残り半分は、厳しさで出来ています

「キタナカ?」
あ、ゴメン。ぼーっとしてた。何?
「辛そうだけど、大丈夫?」
少しだけ、頭痛がな。
「風邪?」
いや、偏頭痛っぽい。
「大丈夫なのっ?」
あぁ。便秘と偏頭痛は、女性の病気だと思ってたんだがなぁ。
「ストレス? 今の仕事ってば、やたら残業が多いみたいだし…。熱は本当にないの?」
コツン。(額を合わせる)
だぁっ、俺は子供かっつの! 小学校以来だぞ、「額をコツン」なんてされたの。
「ふふ。ヒロユは子供じゃない。

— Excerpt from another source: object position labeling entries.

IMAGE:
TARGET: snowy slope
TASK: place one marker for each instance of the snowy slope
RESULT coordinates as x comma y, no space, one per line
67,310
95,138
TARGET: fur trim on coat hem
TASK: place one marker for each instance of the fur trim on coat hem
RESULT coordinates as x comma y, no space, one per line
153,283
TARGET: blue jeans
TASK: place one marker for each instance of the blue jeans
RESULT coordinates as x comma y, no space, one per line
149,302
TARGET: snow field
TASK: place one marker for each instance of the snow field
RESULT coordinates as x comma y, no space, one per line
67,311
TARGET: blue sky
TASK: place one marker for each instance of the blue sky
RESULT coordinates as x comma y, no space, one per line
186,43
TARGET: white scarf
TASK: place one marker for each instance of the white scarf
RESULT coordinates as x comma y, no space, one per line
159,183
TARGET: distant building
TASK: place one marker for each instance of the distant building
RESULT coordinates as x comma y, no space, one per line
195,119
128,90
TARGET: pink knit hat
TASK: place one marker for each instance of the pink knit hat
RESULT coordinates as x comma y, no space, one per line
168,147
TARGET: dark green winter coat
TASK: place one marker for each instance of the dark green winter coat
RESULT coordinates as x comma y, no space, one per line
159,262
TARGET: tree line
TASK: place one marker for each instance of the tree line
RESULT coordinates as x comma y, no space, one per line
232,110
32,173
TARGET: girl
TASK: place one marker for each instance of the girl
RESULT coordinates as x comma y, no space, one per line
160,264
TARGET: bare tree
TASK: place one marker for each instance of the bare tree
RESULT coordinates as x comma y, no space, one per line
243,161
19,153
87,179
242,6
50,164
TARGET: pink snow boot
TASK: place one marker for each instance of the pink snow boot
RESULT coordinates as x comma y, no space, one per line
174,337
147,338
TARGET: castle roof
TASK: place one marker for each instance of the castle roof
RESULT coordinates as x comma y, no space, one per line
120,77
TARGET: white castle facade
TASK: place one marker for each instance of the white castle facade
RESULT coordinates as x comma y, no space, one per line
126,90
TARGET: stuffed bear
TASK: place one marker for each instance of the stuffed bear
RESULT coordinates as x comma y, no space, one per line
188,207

ってゆーか、真っ赤だよ! やっぱり熱があるんじゃないの?」
いや、これは違ってだなぁ。
「あれー? ひょっとして……、照れてるとか?」
うっさいなあ。俺は世慣れてるけど、「俺的ツボ行為」には弱いんだよ! ほっとけ!
「はいはい。それだけ元気があれば、大丈夫そうだね」
ふんとにもう! 俺に対しては、「不意の胸キュン行為」は銃殺刑ぞ!
「あれ~?胸キュンしちゃったのぉ? いい歳してぇ」
「胸キュンに年齢なし!」と、ソクラテスも言ってたではないか?
「ソクラ…誰?」
あー、俺が悪かった。俺が今、作った。さーて、そろそろ会社に行かないとだ。
「あのさ」

「無理はしないでね? これだけは覚えておいて。世界中の人がキタナカを非難しても、私だけはキタナカの味方だからさ……」

…。
そんな事を言ってくれる人の居る筈もなく。
通勤電車で読むべき本も見つからずに、こうやってつらつらと妄想している俺ってどうよ?

――頭痛は少しおさまりました(「妄想」の薬効は抜群です)。